Fumarate production from pyruvate and low concentrations of CO2 with a multi-enzymatic system in the presence of NADH and ATP

Abstract

Fumarate is an unsaturated dicarboxylic acid useful as a raw material for unsaturated polyester resins, polybutylene succinate (PBS), poly(propylene fumarate) (PPF), plasticisers, and other products. Biodegradable plastics derived from fumarate are an attractive solution to the serious environmental pollution caused by plastic disposal. A new fumarate production from CO₂ and biobased pyruvate using enzymes in aqueous media under ambient temperature and pressure is an environmental approach to overcome plastic pollution and achieve CO₂ capture, utilization and storage (CCUS). In this work, fumarate production from pyruvate and low-concentration CO₂ below 15% captured from the gas phase using 4-(2-hydroxyethyl)-1-piperazineethanesulfonic acid (HEPES)-NaOH buffer solution with a multi-enzyme system consisting of pyruvate carboxylase from a bovine liver (PC; EC 6.4.1.1), recombinant malate dehydrogenase from bacteria (MDH; EC 1.1.1.37) and fumarase from a porcine heart (FUM; EC 1.1.1.37) in the presence of adenosine 5′-triphosphate (ATP) and NADH was investigated.
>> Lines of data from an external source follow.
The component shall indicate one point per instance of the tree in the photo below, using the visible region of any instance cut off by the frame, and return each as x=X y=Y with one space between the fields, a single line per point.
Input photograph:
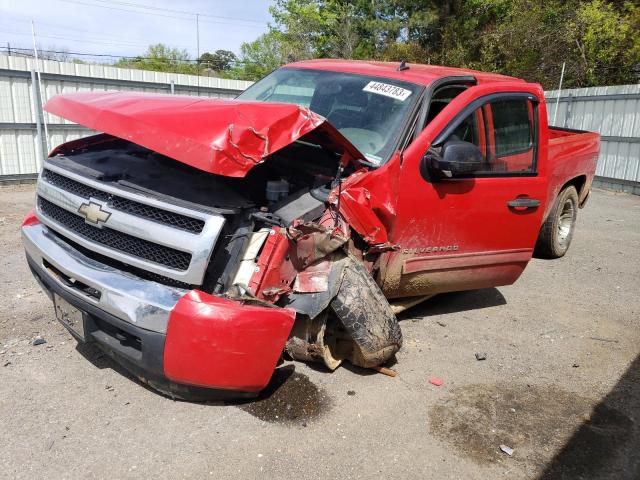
x=218 y=61
x=161 y=58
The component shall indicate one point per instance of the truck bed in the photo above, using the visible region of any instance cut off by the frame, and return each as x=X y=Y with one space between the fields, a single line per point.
x=572 y=154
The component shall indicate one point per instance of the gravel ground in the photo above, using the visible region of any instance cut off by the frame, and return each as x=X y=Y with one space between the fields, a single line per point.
x=560 y=385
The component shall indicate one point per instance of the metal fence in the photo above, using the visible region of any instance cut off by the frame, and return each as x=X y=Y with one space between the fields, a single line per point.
x=614 y=112
x=23 y=145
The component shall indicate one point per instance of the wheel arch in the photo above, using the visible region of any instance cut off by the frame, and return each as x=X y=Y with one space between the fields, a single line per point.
x=581 y=186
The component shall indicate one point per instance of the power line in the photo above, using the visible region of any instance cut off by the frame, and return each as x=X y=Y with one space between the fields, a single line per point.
x=80 y=40
x=110 y=7
x=102 y=39
x=29 y=53
x=163 y=9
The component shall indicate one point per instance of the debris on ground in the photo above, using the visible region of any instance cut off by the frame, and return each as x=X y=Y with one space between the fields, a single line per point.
x=385 y=371
x=600 y=339
x=438 y=382
x=506 y=449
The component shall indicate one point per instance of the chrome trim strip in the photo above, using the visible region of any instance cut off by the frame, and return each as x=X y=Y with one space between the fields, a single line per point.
x=200 y=245
x=143 y=303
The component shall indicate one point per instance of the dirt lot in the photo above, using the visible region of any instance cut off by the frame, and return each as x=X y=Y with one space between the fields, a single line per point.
x=560 y=385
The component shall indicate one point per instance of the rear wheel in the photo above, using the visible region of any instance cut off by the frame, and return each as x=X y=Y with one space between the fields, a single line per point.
x=557 y=230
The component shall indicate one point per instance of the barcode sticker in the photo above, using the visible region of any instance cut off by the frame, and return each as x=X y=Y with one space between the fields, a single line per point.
x=387 y=90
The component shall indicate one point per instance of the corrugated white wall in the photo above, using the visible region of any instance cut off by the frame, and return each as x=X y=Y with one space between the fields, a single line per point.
x=614 y=112
x=19 y=103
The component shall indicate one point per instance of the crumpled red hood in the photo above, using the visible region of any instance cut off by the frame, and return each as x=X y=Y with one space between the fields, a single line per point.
x=225 y=137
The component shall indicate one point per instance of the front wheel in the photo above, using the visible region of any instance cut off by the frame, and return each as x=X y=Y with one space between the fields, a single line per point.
x=557 y=230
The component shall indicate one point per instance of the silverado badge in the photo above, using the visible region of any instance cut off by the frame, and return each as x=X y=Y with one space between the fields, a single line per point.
x=93 y=213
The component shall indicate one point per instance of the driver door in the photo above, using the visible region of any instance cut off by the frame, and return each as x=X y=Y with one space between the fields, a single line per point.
x=477 y=230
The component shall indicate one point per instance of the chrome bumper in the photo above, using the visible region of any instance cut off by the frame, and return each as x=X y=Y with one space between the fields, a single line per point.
x=142 y=303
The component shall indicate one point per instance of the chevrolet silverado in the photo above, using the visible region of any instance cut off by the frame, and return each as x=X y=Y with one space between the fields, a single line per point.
x=197 y=240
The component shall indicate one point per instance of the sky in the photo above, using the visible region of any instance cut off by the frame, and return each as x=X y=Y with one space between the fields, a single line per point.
x=127 y=27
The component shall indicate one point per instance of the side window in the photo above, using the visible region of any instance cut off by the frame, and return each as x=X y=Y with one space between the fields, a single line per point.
x=504 y=131
x=513 y=134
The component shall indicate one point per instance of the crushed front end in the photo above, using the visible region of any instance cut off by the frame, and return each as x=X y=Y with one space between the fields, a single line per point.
x=197 y=281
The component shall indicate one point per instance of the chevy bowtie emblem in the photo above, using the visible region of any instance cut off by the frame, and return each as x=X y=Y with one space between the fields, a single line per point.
x=93 y=213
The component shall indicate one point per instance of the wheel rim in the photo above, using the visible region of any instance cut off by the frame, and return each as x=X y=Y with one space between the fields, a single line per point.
x=565 y=223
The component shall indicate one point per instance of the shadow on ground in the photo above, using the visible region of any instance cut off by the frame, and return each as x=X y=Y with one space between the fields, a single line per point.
x=607 y=444
x=289 y=398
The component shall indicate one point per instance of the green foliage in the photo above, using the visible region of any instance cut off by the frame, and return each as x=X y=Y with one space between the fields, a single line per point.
x=260 y=57
x=598 y=39
x=218 y=61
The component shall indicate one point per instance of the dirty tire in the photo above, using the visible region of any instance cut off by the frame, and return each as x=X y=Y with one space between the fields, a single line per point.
x=366 y=315
x=557 y=230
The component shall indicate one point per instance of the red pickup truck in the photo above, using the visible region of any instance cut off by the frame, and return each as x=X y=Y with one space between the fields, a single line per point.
x=197 y=240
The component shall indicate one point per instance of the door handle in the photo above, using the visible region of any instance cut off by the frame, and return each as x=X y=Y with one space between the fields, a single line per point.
x=523 y=203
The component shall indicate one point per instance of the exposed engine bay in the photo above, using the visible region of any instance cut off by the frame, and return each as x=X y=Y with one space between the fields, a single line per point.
x=283 y=243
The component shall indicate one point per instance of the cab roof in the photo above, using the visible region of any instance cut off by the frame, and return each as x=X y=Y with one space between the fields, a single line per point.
x=416 y=73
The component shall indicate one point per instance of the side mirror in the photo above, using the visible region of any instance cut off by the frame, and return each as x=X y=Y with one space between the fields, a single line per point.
x=455 y=157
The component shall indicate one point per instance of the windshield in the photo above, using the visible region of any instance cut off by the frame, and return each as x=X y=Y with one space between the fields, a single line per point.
x=368 y=111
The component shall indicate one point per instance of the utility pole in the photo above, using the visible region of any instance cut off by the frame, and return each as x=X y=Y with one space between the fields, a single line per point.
x=40 y=112
x=555 y=113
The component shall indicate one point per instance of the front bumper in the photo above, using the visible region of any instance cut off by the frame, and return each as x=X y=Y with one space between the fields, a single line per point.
x=183 y=343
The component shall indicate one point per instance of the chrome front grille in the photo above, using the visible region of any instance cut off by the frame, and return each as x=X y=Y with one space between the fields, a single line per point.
x=124 y=204
x=122 y=242
x=142 y=231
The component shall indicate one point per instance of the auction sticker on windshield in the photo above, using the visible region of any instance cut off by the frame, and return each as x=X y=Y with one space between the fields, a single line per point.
x=387 y=90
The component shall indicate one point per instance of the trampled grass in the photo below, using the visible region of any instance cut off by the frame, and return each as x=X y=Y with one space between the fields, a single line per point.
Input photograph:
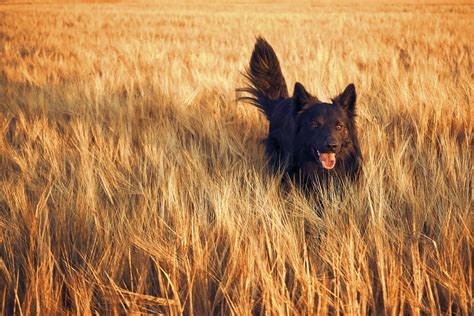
x=131 y=180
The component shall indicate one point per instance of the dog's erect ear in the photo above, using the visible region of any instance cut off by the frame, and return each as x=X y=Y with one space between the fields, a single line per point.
x=301 y=97
x=347 y=99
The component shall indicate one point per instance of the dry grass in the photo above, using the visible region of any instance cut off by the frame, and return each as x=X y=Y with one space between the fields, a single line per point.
x=131 y=181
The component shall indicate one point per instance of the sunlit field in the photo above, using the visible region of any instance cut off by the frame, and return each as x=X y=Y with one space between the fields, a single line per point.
x=131 y=181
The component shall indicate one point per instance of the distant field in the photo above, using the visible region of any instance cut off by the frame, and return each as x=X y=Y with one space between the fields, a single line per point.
x=131 y=180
It was found that pyruvate can be converted into L-malate in high yields (more than 80%) directly using 15% CO₂ equivalent to exhaust gas as a carboxylating agent using a dual-enzyme system consisting of PC and MDH in the presence of ATP and NADH after 5 h incubation. Moreover, fumarate production from 15% CO₂ and pyruvate as raw materials was accomplished using a dual-enzyme system consisting of PC and MDH.